2002 CPEO Military List Archive

From: CPEO Moderator <cpeo@cpeo.org>
Date: 16 Sep 2002 17:15:00 -0000
Reply: cpeo-military
Subject: [CPEO-MEF] Burning of Chemical Arms Puts Fear in Wind
 
[NOTE: THE NEW YORK TIMES REQUIRES REGISTRATION TO VIEW THIS ARTICLE.]

Burning of Chemical Arms Puts Fear in Wind
By RICK BRAGG with GLYNN WILSON

ANNISTON, Ala. ? Some nights, when he is in a worrying mood, Samuel
Robinson sits by himself in the glow from his television screen and
counts the windows in his home.

It could get in here, he thinks.

It could get in there.

Any place a breath of air could creep in, he says, so could a tiny
amount of deadly vapor, a smidgen of the poison gas that the nearby
chemical weapons incinerator plans to begin burning in October, after
years of delay, cost overruns and safety concerns.

"And I'll be thinking, what could I do?" said Mr.

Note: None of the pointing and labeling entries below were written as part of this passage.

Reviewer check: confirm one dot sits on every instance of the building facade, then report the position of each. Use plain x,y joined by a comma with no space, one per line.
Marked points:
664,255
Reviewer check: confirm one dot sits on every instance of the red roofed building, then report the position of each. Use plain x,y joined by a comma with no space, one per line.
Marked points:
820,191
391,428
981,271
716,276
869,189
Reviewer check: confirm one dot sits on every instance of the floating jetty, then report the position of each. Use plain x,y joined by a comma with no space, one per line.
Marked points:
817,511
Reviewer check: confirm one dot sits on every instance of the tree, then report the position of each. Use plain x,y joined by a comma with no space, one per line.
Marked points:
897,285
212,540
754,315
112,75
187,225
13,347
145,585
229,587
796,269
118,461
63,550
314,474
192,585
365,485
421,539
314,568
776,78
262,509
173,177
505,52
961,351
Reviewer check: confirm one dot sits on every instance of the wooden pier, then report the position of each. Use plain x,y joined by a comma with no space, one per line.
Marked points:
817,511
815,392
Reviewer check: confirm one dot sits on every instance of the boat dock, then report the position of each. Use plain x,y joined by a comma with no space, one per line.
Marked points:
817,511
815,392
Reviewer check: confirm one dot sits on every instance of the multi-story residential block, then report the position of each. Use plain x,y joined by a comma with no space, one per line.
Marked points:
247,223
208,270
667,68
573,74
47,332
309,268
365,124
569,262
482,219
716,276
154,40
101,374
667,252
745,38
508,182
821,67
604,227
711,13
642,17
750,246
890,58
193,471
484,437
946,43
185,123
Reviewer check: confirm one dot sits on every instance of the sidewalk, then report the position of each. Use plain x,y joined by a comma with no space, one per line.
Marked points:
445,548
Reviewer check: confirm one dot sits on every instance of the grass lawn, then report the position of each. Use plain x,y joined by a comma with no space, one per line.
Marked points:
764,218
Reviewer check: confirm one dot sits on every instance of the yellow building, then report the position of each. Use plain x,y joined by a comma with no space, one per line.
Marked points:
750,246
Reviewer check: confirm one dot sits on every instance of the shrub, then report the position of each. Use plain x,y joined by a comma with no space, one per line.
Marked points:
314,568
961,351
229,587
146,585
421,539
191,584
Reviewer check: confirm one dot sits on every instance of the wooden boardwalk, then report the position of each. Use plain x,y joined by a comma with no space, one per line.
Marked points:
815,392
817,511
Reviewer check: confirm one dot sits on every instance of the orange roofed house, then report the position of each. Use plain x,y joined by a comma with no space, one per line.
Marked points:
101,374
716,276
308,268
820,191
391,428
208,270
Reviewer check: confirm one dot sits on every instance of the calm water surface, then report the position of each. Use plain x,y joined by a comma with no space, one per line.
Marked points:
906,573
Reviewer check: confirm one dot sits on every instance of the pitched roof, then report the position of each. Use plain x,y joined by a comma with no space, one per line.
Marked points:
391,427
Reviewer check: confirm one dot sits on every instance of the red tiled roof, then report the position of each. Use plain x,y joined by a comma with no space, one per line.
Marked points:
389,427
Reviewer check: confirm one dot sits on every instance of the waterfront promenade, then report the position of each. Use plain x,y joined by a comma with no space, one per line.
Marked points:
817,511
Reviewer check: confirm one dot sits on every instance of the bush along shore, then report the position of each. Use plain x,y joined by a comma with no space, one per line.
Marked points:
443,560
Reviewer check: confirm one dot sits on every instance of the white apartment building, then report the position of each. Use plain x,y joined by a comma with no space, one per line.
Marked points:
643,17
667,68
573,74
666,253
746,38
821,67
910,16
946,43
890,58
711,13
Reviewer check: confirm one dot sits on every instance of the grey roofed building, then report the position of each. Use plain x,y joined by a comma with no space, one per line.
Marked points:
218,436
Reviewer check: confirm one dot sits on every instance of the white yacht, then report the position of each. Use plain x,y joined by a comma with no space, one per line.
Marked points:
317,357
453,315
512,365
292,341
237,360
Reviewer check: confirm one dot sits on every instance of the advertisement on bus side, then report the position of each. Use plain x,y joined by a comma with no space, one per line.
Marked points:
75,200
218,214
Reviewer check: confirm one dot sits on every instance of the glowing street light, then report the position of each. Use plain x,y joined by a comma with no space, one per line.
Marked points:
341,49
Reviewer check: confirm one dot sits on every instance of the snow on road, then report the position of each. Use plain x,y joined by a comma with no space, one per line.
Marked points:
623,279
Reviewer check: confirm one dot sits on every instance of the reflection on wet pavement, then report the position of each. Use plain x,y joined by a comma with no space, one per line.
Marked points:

Robinson, 74, who
lives just a few miles from the Anniston Army Depot, where stockpiles of
deadly nerve gas and mustard gas, some leaking from corroded shells,
rockets and barrels, await destruction in a $1 billion incineration
plant.

"One in each bedroom, two in the living room, one in the kitchen," he
said, running over the windows in his house, and the room he would try
to seal with plastic wrap if an alarm sounded. "No, I couldn't. I'd just
get nervous and give up."

The Anniston Army Depot houses 9 percent of the nation's chemical
weapons stockpile, which, under a global treaty that bans such weapons,
is supposed to be destroyed by 2007. But unlike incinerators on Johnston
Island in the Pacific Ocean and at Tooele, Utah, in the Great Salt Lake
Desert, the weapons bunkers here in this green, hilly region of
northeastern Alabama are surrounded by schools, churches, ball fields,
day care centers, nursing homes and trailer parks.

The Army's scientists say that when the burning starts, at 2,700
degrees, 2,254 tons of the most inhuman weapons ever devised will be
rendered little more dangerous than water vapor. Most of the chemicals
are 40 years old or older and have become obsolete because age has
caused the chemicals to deteriorate and because the necessary guns and
launching platforms no longer exist.

It will take seven years to erase the stockpile, says the Army, which
insists that the risk to the incinerator's neighbors is minimal to
nonexistent and that it is far better to burn these weapons than to let
them sit and crumble.

But similar Army efforts elsewhere, while avoiding disaster, have been
marred by mechanical foul-ups and human error, and some health experts,
environmentalists and residents say it is madness to burn weapons of
mass destruction in a county of 116,000 people.